For some time now the PLUS has often been seen as a springboard or training ground by entrepreneurs that harbour ambitions to move on to AIM. However, now PMG believes the 'one-way traffic' situation is coming to an end and is speaking openly and directly about offering serious competition to the LSE.

The PLUS-quoted market has enough liquidity for both investors and entrepreneurs and is a good place for businesses to weather the economic storm, it said today.

The market is also suggesting that an increasing number of small and mid-sized businesses will leave AIM and join the PLUS quoted market as the market’s liquidity has improved and its costs are lower. Last year, The Shoprite Group, a UK-based company, became the first business to move from AIM to PLUS.

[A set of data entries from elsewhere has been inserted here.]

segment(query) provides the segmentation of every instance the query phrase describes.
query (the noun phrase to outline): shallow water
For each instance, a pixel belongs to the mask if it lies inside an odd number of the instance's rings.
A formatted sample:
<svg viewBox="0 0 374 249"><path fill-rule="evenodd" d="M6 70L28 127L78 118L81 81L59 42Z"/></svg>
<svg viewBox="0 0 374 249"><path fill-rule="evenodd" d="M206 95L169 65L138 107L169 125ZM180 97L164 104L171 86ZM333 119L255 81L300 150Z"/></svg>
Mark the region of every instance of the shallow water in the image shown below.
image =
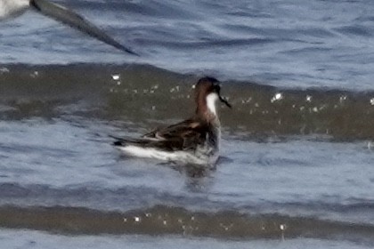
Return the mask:
<svg viewBox="0 0 374 249"><path fill-rule="evenodd" d="M0 23L1 245L372 247L371 2L61 3L142 56ZM188 117L207 74L233 106L216 168L113 148Z"/></svg>
<svg viewBox="0 0 374 249"><path fill-rule="evenodd" d="M0 23L2 63L145 62L277 86L373 89L372 1L58 2L141 58L28 12Z"/></svg>

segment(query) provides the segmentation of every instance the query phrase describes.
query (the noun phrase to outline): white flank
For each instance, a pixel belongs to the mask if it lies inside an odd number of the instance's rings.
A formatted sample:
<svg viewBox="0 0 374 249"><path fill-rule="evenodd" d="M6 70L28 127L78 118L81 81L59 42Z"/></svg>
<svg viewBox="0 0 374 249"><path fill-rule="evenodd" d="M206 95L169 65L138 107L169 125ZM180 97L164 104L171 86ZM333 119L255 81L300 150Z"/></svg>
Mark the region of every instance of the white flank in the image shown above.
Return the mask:
<svg viewBox="0 0 374 249"><path fill-rule="evenodd" d="M207 95L207 106L211 113L217 115L215 111L215 102L218 100L218 94L215 92L211 92Z"/></svg>
<svg viewBox="0 0 374 249"><path fill-rule="evenodd" d="M193 165L214 165L218 158L218 155L215 155L211 157L203 155L199 155L199 157L198 157L193 153L186 151L170 152L150 148L142 148L134 145L118 147L118 149L128 156Z"/></svg>

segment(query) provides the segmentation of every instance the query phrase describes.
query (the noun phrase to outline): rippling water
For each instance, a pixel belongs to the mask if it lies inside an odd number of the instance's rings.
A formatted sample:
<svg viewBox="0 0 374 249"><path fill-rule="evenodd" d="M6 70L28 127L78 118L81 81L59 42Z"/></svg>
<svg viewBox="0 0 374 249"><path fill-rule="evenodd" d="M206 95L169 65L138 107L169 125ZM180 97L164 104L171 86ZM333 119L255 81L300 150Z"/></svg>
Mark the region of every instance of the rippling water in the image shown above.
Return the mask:
<svg viewBox="0 0 374 249"><path fill-rule="evenodd" d="M142 56L0 23L1 245L372 247L371 2L60 2ZM233 105L215 169L111 146L189 116L207 74Z"/></svg>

Simon Brickles, chief executive of PMG, says the previously he has had to fend off criticism from those who questioned the market’s liquidity and who doubted it could provide the investment that ambitious firms would require.

“The big objection I encountered time and time again was that liquidity didn’t move. If I had a pound for every time I heard that I would be a very rich man. But we have proven them wrong – liquidity does move,” he said. 

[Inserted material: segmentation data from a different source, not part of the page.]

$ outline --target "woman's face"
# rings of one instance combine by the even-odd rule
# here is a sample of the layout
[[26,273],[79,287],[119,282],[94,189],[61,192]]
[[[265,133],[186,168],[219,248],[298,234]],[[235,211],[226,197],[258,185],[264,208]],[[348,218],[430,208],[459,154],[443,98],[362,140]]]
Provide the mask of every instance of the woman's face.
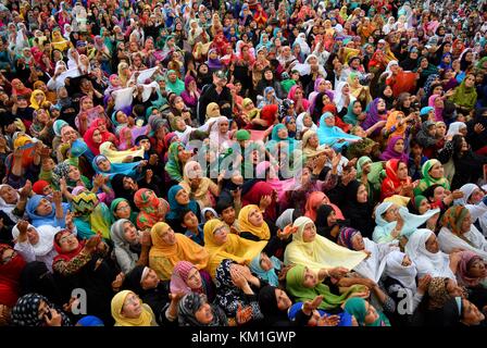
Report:
[[137,319],[142,314],[140,298],[134,293],[128,294],[122,307],[122,315],[128,319]]
[[260,209],[252,209],[249,212],[248,219],[249,219],[249,222],[255,227],[261,227],[264,224],[264,217],[263,217]]
[[8,204],[15,204],[17,202],[17,191],[10,186],[0,188],[0,196]]
[[404,151],[404,140],[399,139],[398,141],[396,141],[396,144],[394,145],[394,150],[398,153],[402,153]]
[[302,232],[302,240],[304,243],[311,243],[316,237],[316,228],[314,227],[313,223],[309,223],[304,226],[304,229]]
[[164,240],[166,245],[174,246],[176,244],[176,236],[173,228],[168,227],[165,232],[161,234],[161,239]]
[[467,233],[471,229],[471,227],[472,227],[472,215],[470,212],[467,212],[462,221],[461,232]]
[[77,182],[82,178],[82,173],[76,166],[70,165],[70,172],[67,173],[67,177],[73,182]]
[[176,194],[176,202],[182,206],[186,206],[189,203],[189,195],[185,189],[180,189]]
[[398,178],[400,181],[405,181],[408,178],[408,165],[404,162],[399,162]]
[[130,219],[132,208],[127,201],[121,201],[115,209],[115,215],[118,219]]
[[360,185],[359,190],[357,191],[357,201],[359,203],[366,203],[369,198],[367,189],[365,185]]
[[364,320],[365,324],[374,323],[378,319],[378,313],[375,310],[374,306],[372,306],[371,303],[365,301],[365,310],[366,310],[365,320]]
[[93,140],[95,144],[101,144],[101,140],[102,140],[101,132],[98,129],[95,129],[91,139]]
[[305,268],[304,269],[304,281],[303,281],[302,285],[308,288],[313,288],[316,286],[316,284],[317,284],[316,274],[313,271],[311,271],[310,269]]
[[98,162],[98,167],[101,172],[108,172],[110,171],[110,169],[112,167],[110,164],[110,161],[107,160],[105,158],[100,159]]
[[40,216],[49,215],[52,212],[51,202],[46,198],[42,198],[39,202],[39,206],[37,206],[36,212]]
[[475,86],[475,76],[474,75],[469,75],[465,78],[465,86],[466,87],[474,87]]
[[213,311],[211,306],[205,302],[195,312],[196,320],[203,325],[208,325],[213,321]]
[[63,233],[58,243],[63,252],[73,251],[79,246],[79,241],[76,238],[76,235],[68,232]]
[[223,246],[228,240],[228,228],[221,226],[213,232],[213,238],[217,246]]
[[276,294],[277,308],[279,309],[279,311],[286,311],[289,309],[289,307],[292,306],[292,301],[289,299],[289,296],[287,296],[286,291],[276,288],[275,294]]
[[308,144],[310,145],[310,147],[317,148],[320,145],[320,139],[317,138],[316,134],[313,134],[309,139],[308,139]]
[[360,104],[360,102],[355,102],[353,103],[353,114],[355,115],[360,115],[362,113],[362,105]]
[[137,228],[129,221],[125,222],[123,225],[124,238],[129,244],[135,244],[137,241]]
[[193,290],[200,289],[202,286],[200,271],[197,268],[192,268],[188,273],[186,285]]
[[365,244],[363,243],[363,237],[360,233],[357,233],[352,237],[352,248],[353,250],[361,251],[365,249]]
[[436,163],[435,165],[433,165],[433,167],[429,170],[429,175],[433,178],[441,178],[444,177],[444,166],[441,163]]
[[438,240],[436,239],[435,234],[432,234],[425,244],[426,250],[432,253],[437,253],[439,251]]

Currently, the shares of AIM-listed companies can be traded on PLUS if those firms individually give their permission to do so. So far, 80 companies have done this, but Brickles says that this condition in onerous.

“If a company has already gone through the listing process and then you ask them to sign a piece of paper and say if 'anything on it is incorrect then you could be liable' then, of course, it puts them off,” he says. 

However, the situation could change as the Treasury and the Financial Services Authority are now considering responding to demands from investors that the London Stock Exchange is fully opened up to competition.

This could lead to all of the 1700 AIM companies having their shares traded on PLUS. It is expected that a decision will be made later this year.